My Mil did come to us for a while, until I insisted my husband (her son) do his share - when she was promptly shunted back home with carers poor thing! I did like her, but I'd already seen my own Mum go through the same thing and was already worn out with that (even though she wasn't living with me).
The 'sleeper' I refer to is an old school friend and I look after her 2 days a week to give her husband time to himself. My 'time' has dwindled to lunchtime onwards as she just won't get out of bed. We get her up and dressed, then I throw him out and try to get her to eat. something but she's got senile anorexia and wont eat if she can help it. Fortisips and juices from her GP are spat out but she may manage half a cup of tea fortified with protein powder, sometimes I can get her to eat a piece of fudge or the odd chocolate finger. She weighs less than 6 stone.
I do feel if she would get up from her chair while she still has the strength, she might build up a bit of an appetite, but all she wants to do is sleep. Maybe it would be kinder to just let her sleep herself to death, I feel like a dreadful bully. Its a battle we're not going to win.
(We are both 79)
Her husband is claiming all his benefits but they are not short of money. They have had 3 carers in the past who have all left after a few weeks - I don't know what reasons they gave.
I will try some of your suggestions, bless you.
Please ignore the full stop between the words 'eat' and 'something'.

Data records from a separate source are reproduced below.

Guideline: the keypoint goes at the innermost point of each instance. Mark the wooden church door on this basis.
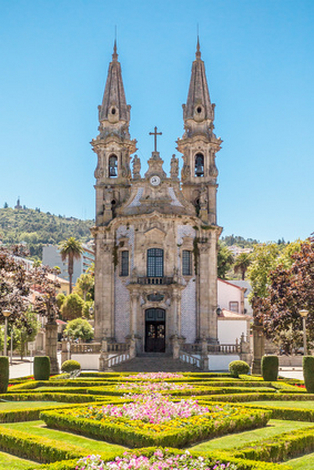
(155, 330)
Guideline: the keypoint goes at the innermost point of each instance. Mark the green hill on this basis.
(38, 228)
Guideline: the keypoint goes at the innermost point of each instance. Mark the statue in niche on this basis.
(203, 199)
(136, 167)
(174, 171)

I have real trouble in this forum with punctuation jumping back into the previous text. Is there a way of editing posts?
Barbara_1802 wrote:
Tue Feb 13, 2018 11:32 am
I have real trouble in this forum with punctuation jumping back into the previous text. Is there a way of editing posts?
Top right corner of anything you post. You'll see three coloured icons on squares:
an orange pencil (only on your posts)
a blue bin (only on your posts)
a blue exclamation mark (on all posts)
a green quote sign (on all posts)

The quote sign will enable you to easily quote from the post
the exclamation mark is to report a 'bad' post
the bin is to delete a post
the pencil is to edit a post.
Thanks for that hamsterwheel.
Now, we have a different problem - she won't get out of bed at all, even though she's wet it. Well I tell a lie, she will get out of bed to go to the toilet (she wets it in her sleep) so that's when we strip it and change the sheets and duvet otherwise she sits in her own wet stinky sheets.

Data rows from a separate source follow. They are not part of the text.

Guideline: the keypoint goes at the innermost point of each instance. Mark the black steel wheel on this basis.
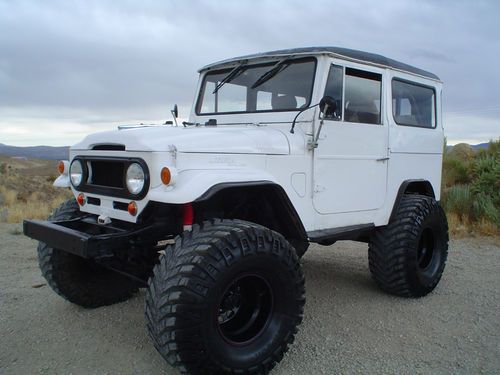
(407, 257)
(226, 298)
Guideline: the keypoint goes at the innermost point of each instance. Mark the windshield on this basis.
(277, 86)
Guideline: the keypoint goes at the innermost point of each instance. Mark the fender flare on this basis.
(279, 193)
(420, 186)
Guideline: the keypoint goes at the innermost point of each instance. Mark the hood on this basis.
(230, 139)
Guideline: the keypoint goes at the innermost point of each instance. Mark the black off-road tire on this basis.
(79, 280)
(407, 257)
(202, 292)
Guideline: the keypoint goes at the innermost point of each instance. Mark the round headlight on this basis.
(135, 178)
(76, 173)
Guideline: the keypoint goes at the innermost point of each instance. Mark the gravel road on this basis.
(349, 325)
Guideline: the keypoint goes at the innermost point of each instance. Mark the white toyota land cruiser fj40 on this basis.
(282, 149)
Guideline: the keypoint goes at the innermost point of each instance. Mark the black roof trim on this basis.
(346, 52)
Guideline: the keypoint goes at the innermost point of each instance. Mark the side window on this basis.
(362, 96)
(334, 89)
(413, 104)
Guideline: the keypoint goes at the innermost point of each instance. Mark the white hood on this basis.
(220, 139)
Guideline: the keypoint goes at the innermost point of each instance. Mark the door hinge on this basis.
(319, 188)
(311, 145)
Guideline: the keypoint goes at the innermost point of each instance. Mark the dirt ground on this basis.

There's no physical reason she can't leave her bed, she just doesn't want to and isn't going to. Obviously we've tried everything we can think of and her GP can only advise we 'coax' her .............. grrrrrrrrrrrr - I mean didn't she think we'd tried that?
Is there an answer, or should we just leave her there?

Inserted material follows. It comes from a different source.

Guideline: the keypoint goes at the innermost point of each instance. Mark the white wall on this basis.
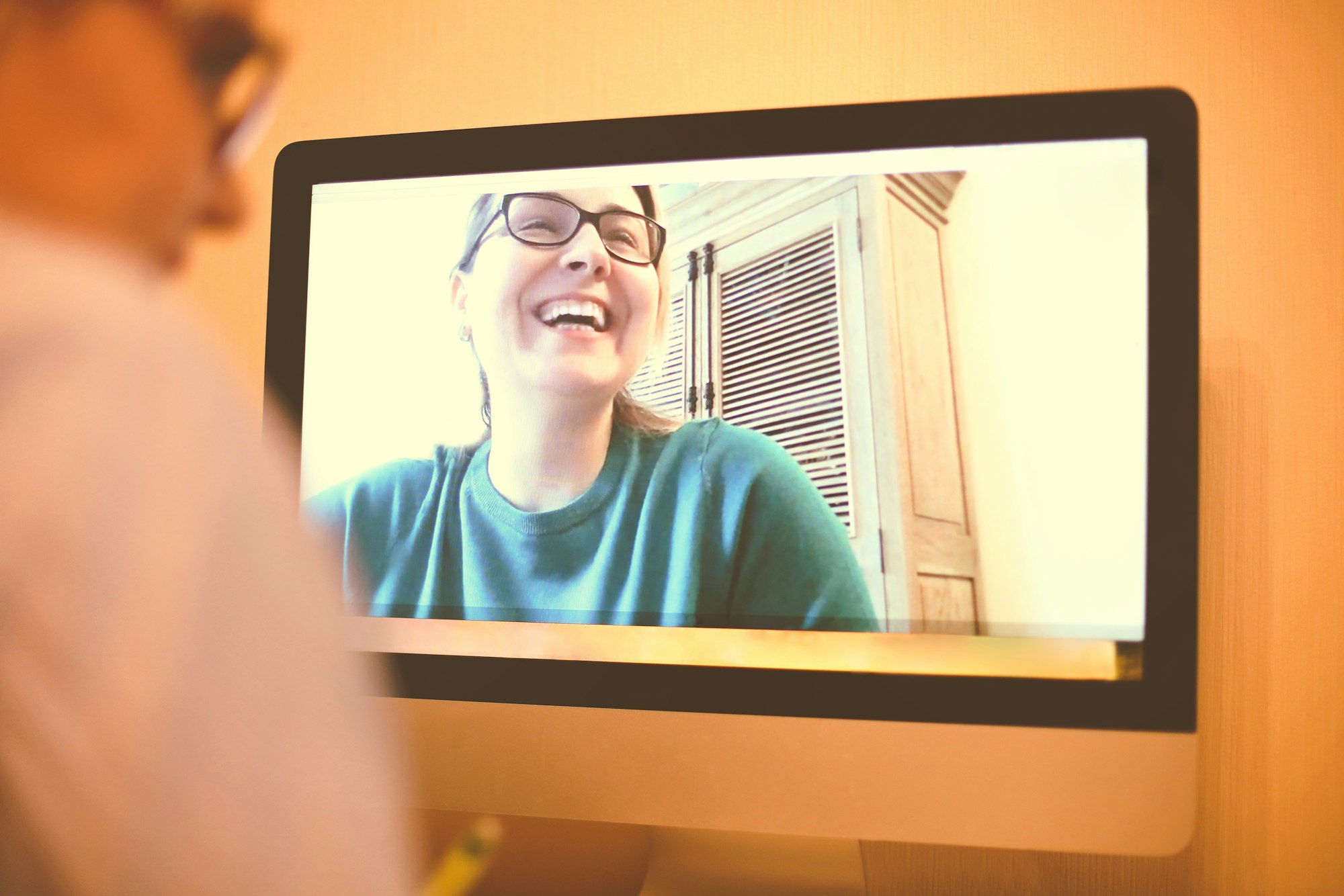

I think there IS a physical reason, her brain is shrinking, isn't functioning properly, the connections are failing. It really does sound like the time has come for her to have a nursing team 24/7. Not what anyone wants, but what she needs I'm afraid.
My MIL with deep dementia can't walk any more. It's not that there is anything wrong with her legs, or her brain in that respect, just that she has forgotten how to do it. She tried the other day, and then fell (nursing staff were with her) (ie, were there immediately, and she came to no harm)

Sadly, they lose all 'sensible' attitudes, and I dare say your mum simply sees no 'reason' to get up. All the sensory cues fade, and mean very little indeed. It's desperately sad, and not a little exasperating.

One of the 'upsides' of residential care is that the staff usually have very good techniques, from long experience, of getting cooperation. Also, of course, our parents see little reason to do what their children tell them! ie, 'others' can get them to do things that 'we' can't persuade them to....
Will she get bed sores?
Should I try to get a district nurse to call in? Would that be arranged through her GP?
She won't let me examine her and because she's only wearing her nightie I can't roll her over to have a crafty look, but her shoulder blades seem ok. I've asked the lovely caring lady who comes in to help wash her and she says she's not noticed anything, but she's foreign and her English is not exactly perfect (even if it is better than my Romanian!) and I'm not sure she knows what I mean.